Topology-Optimized on-Chip Quantum Plasmonic Generator

Scalable integrated single-photon sources are critical for quantum photonics and can enable applications such as high-speed quantum communication and quantum information processing. To establish a scalable platform, the single-photon sources require large on-chip photon extraction rates, which means the emission rates need to be substantially enhanced and the excited photons should be directly coupled to an on-chip circuit. The photon emission rate speed-up is best achieved via coupling to plasmonic nanostructures, while on-chip extraction can be realized by directly coupling emitters to dielectric nanofibers.

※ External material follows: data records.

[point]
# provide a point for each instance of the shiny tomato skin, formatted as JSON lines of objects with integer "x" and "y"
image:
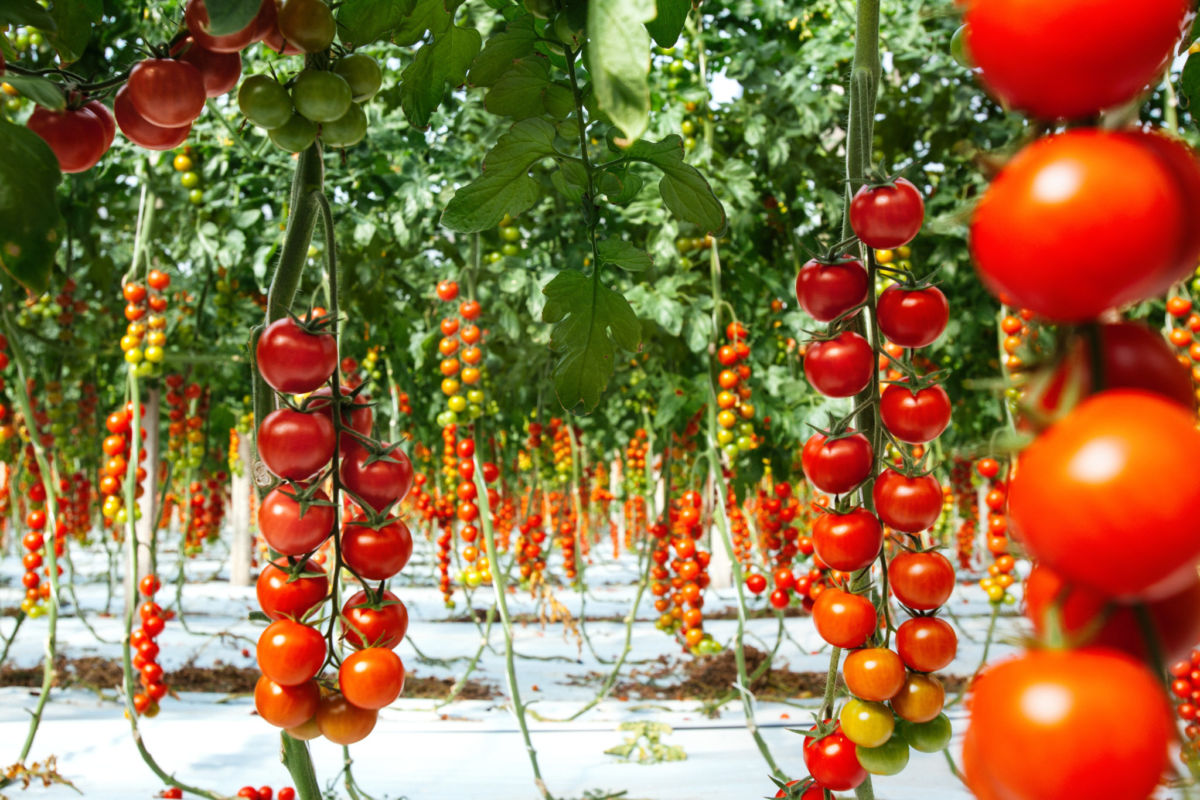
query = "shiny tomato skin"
{"x": 1099, "y": 719}
{"x": 1126, "y": 467}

However, current approaches to enhance emission speed in nanostructures have inadequately tackled the choice of metals and dielectrics. Additionally, they solely concentrate on individual aspects (spontaneous emission rate or coupling efficiency), thereby neglecting comprehensive performance. Here, drawing inspiration from additive manufacturing, a layer-by-layer topology optimization framework is proposed for an on-chip quantum plasmonic generator that can comprehensively enhance the photon extraction rate of the nitrogen-vacancy (NV) center. As a result, a topology-optimized three-layered hybrid structure is obtained that comprehensively enhances the spontaneous emission rate of the NV center and coupling efficiency into a dielectric nanofiber ($F_p\times \eta \approx 30$). The work introduces an innovative approach to material selection and structural design for improving the performance of single-photon sources.